Prep 20 mins
Cook 0 mins
From Parade magazine. Serve with a side dish of coarse salt.
- 2 cups watermelon, seeded and cubed (3/4 inch cubes)
- 4 plum tomatoes, ripe,cut into 8 pieces each
- 1 seedless cucumber, peeled,halved lengthwise and cut into 1/2 inch pieces (English)
- 2 tablespoons virgin olive oil
- 1⁄4 cup fresh basil leaf, chiffonade
- fresh ground pepper, to tast
- Prepare all ingredients ahead of time and store separately.
- Just before serving, drain the water from the watermelon, tomato and cucumber in a colander and place them in a serving bowl.
- Toss with olive oil, basil and pepper.
- Serve immediately.
YUK! I'm sorry.

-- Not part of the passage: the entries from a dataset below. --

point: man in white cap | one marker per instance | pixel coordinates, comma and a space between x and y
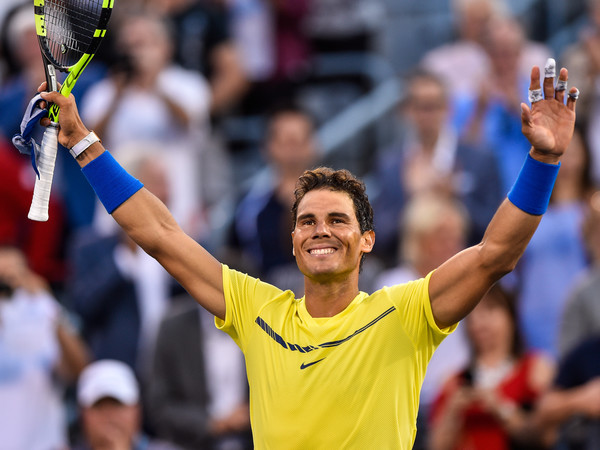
108, 395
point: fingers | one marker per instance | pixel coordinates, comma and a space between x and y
535, 90
56, 97
525, 115
561, 85
572, 99
549, 75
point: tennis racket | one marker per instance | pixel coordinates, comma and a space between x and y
69, 33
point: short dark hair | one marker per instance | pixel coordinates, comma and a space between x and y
336, 180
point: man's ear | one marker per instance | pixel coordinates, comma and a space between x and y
293, 250
368, 241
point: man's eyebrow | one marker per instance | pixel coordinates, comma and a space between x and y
339, 215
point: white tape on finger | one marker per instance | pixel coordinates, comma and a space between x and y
535, 95
561, 85
550, 68
574, 95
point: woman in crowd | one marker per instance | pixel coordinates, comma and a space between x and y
489, 403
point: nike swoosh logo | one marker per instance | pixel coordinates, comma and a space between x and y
304, 366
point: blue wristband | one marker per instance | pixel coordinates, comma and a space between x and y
112, 184
533, 187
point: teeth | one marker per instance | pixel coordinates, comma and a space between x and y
321, 251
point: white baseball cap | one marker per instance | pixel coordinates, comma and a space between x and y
107, 378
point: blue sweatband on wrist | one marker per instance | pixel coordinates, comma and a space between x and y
533, 187
112, 184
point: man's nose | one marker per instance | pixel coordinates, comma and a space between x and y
321, 229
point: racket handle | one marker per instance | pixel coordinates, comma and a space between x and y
47, 159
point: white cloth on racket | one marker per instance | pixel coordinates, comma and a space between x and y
24, 141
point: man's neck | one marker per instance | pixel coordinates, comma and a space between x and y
327, 300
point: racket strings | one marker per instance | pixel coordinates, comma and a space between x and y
70, 28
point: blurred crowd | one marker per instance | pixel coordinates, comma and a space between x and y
212, 105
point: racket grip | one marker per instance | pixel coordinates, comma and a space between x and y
47, 159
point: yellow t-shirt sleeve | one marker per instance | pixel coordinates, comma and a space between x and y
244, 296
414, 306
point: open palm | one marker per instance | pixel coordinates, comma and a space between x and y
549, 123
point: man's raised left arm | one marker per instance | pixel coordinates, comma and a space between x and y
458, 284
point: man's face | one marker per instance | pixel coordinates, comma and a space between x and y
109, 424
327, 240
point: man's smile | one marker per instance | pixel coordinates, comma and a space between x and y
322, 251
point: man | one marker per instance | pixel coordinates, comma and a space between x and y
40, 355
569, 414
108, 395
337, 368
261, 224
431, 157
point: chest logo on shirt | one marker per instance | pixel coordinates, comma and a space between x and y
305, 365
309, 348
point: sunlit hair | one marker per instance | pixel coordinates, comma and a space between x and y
341, 181
499, 297
336, 180
422, 215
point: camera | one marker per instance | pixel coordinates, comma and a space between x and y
6, 290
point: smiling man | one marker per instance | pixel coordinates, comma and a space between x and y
338, 368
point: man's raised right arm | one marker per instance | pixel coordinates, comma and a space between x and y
145, 218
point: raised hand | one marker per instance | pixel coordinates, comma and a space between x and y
72, 129
548, 124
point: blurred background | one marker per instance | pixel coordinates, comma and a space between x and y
218, 106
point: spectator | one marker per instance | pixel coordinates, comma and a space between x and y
343, 25
138, 99
583, 59
581, 318
464, 62
569, 414
262, 223
119, 292
40, 354
489, 403
108, 397
203, 44
434, 228
198, 392
431, 157
492, 116
556, 256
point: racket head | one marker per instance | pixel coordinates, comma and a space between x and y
67, 30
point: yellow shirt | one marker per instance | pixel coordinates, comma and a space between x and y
351, 381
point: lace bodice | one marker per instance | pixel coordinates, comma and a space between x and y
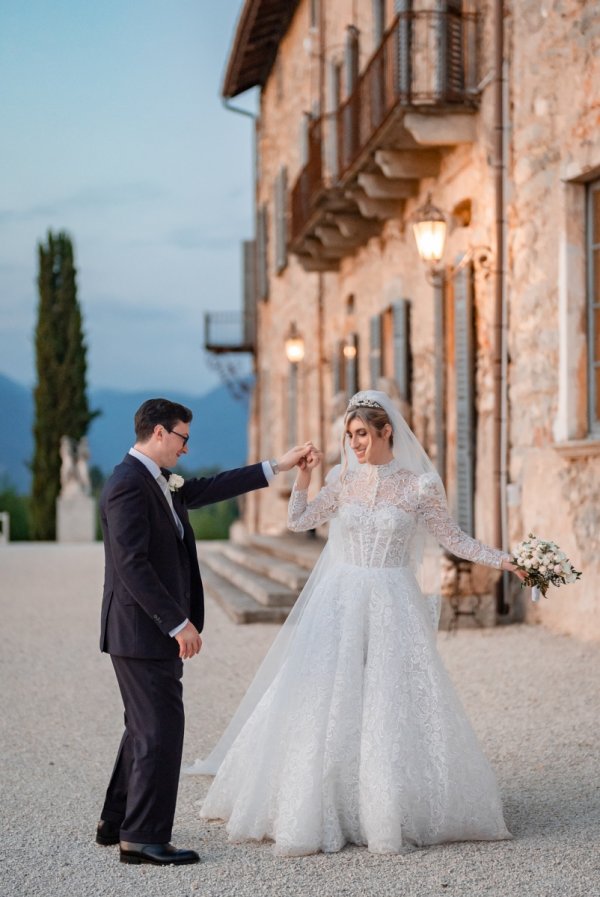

I just made a batch of this, had some and threw the rest away.
I had a watermelon that needed to be used ASAP before it started to ferment and this was a perfect way of using it. Very popular with the kids. Went well with a Middle Eastern theme of tabbouleh, falafel etc. Very easy to make with readily available summer ingredients.
I wasn't really sure what it was going to taste like, but it has all my favorite ingredients so it can't go wrong! Wow, what a simple and refreshing combination! I'll be eating this often. Thank you!